Naturally, we do our duty and put them out on the street as soon as we can. Any attorney that does otherwise should be lynched at the earliest opportunity.
But that doesn't mean we're inhuman. We know evil. Hell, we defend our clients from it every day.
In Idaho we have specialty courts that have panels containing slots for us. And there are times when we gavel the loudest for the harshest punishment, because we know the population and we know how to "reach" them. We know a slap on the wrist. We know what the guy or gal will shake off. And we also know it is in that person's best interest in the long run to take a good beating.
But if that person is your client that is in that program? Well. Shit.
Now imagine we become judge. In Idaho, the toughest judges I know are all former defense attorneys. The prosecutors don't like to stray from the law. They are good to drug addicts, seeking rehabilitation.
Not us though. We strike and we strike hard. We remember. We remember clients doing prison on the installment plan. We have seen the client screw up every few months or years, going to hearings that end in another partial sanction, another year or so in custody, and then back out, to flop again.
Probation and Parole, in Idaho, is a fucking joke. We have some damn good judges and prosecutors, and some damn evil ones. But probation officers, as a group, designation, and governmental bureau, are worthless. They are so bad that I hope to have one held in contempt next week. And it may very well happen.
And that is where the defense judge begins his journey, coming from that experience. He begins to see that all is smoke and mirror. That help is nowhere to be found, that consequences must come from a harsh judge who is willing to speak the truth to the person in front of them.

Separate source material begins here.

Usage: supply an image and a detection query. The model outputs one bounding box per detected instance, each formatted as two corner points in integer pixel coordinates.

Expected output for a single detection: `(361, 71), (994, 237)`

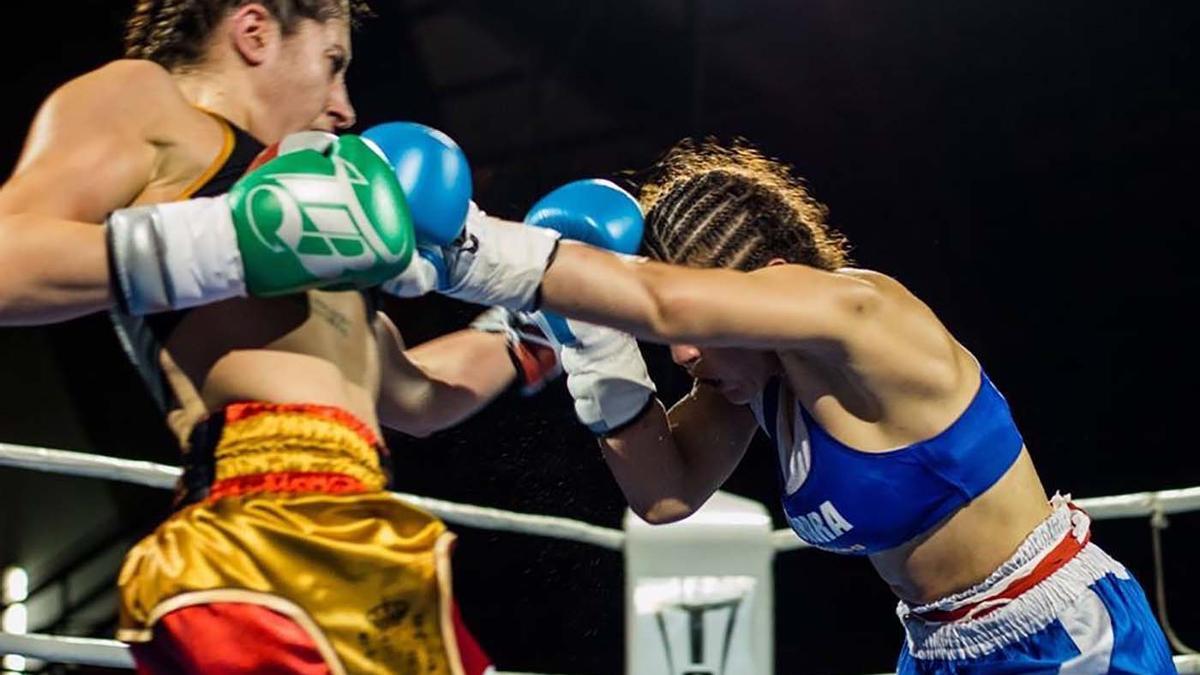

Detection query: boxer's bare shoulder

And that is why we have to be so much better, as attorneys, facing those judges. We have to be able to speak truth, or expect to be ignored. But sometimes we can't find a good truth. And sometimes the truth is that a client needs what the state won't provide, though it would be cheaper than prison.
So the defense judge and the defense attorney look each other in the eye and know, with a common bond, that the sentence will be arbitrary. That it is a flip of the coin, the lunch the judge had, that will decide fate.
Why can't those moments always be in our favor as the Constitution clearly commands?
Because we know you. Been with you through all of it and bled for you. And sometimes, to save you, a judge truly believes you need a cage.
What a world, that while the gods feast, we mere mortals drag ourselves through the weary dust, born equal, to die alone, betrayed and broken by our brothers, questioning why we even bothered to wake up, much less go to work this morning.